From the trailers, I was hoping for something a whole lot more serious than this movie, though, again to be fair, the action is very lusty and feisty, quite hard and violent. It doesn’t hold back, so it is quite satisfying, and there is a lot of it.
Pine obliges his female fans, which are the majority of the audience, by taking most of his clothes off in a gratuitous bathing sequence, which admittedly is as amusing as it is sexy. Oddly though, Gadot doesn’t equally oblige, though her scanty outfits are always easy on the eye. Wonder Woman’s idea of feminism is, if you’ve got it, flaunt it, and if you’ve got a big sword, use it.
I love Gadot’s quizzical, disapproving look. Everything seems to perplex her about man’s behaviour. It’s giving her an enormous frown line between her eyes, the only line on her face, but it is worth it. Wonder Woman is going to end up like Lady Bracknell!
Another test of movies of course is if your bum starts to ache. This was happening around half an hour left of the movie.
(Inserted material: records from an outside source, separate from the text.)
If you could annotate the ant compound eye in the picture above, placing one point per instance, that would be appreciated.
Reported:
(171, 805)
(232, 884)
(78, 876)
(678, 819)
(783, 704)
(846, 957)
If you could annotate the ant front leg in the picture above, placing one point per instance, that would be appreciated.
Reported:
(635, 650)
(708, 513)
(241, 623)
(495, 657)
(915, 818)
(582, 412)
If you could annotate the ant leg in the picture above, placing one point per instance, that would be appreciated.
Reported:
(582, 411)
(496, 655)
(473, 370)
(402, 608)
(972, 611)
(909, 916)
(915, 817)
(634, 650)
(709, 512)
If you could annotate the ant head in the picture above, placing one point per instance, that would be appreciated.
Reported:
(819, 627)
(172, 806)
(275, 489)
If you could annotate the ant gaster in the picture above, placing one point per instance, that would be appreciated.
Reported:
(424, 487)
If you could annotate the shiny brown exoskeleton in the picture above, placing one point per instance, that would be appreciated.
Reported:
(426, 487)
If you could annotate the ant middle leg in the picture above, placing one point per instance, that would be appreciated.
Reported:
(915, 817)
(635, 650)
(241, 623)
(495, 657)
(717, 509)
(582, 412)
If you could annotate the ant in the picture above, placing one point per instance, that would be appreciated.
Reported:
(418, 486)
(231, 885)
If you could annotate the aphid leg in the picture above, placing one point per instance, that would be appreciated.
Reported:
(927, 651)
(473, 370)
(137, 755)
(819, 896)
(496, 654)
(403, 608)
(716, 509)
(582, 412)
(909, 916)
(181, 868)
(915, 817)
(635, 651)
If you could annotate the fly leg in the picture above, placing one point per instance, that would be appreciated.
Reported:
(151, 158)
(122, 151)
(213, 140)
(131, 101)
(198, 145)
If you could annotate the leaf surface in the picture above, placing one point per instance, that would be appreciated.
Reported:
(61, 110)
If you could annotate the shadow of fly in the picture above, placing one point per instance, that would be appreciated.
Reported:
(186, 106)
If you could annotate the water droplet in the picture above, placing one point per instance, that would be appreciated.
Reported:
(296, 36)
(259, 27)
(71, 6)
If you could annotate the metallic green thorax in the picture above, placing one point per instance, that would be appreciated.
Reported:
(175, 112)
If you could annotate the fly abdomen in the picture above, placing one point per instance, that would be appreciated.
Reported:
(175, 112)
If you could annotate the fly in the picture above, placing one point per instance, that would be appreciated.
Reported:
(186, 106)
Admittedly, the Odeon Leicester Square stalls seats are surprising uncomfortable for 141 minutes, but you should not be getting restless, shifting in your seat.
Even so however, with Gadot and Pine, ultimately Wonder Woman is better than you might expect, maybe even better than it deserves to be.
With an an outsize hit on its hands, Warner Bros has set Gal Gadot’s Wonder Woman 2 for release on 13 December 2019.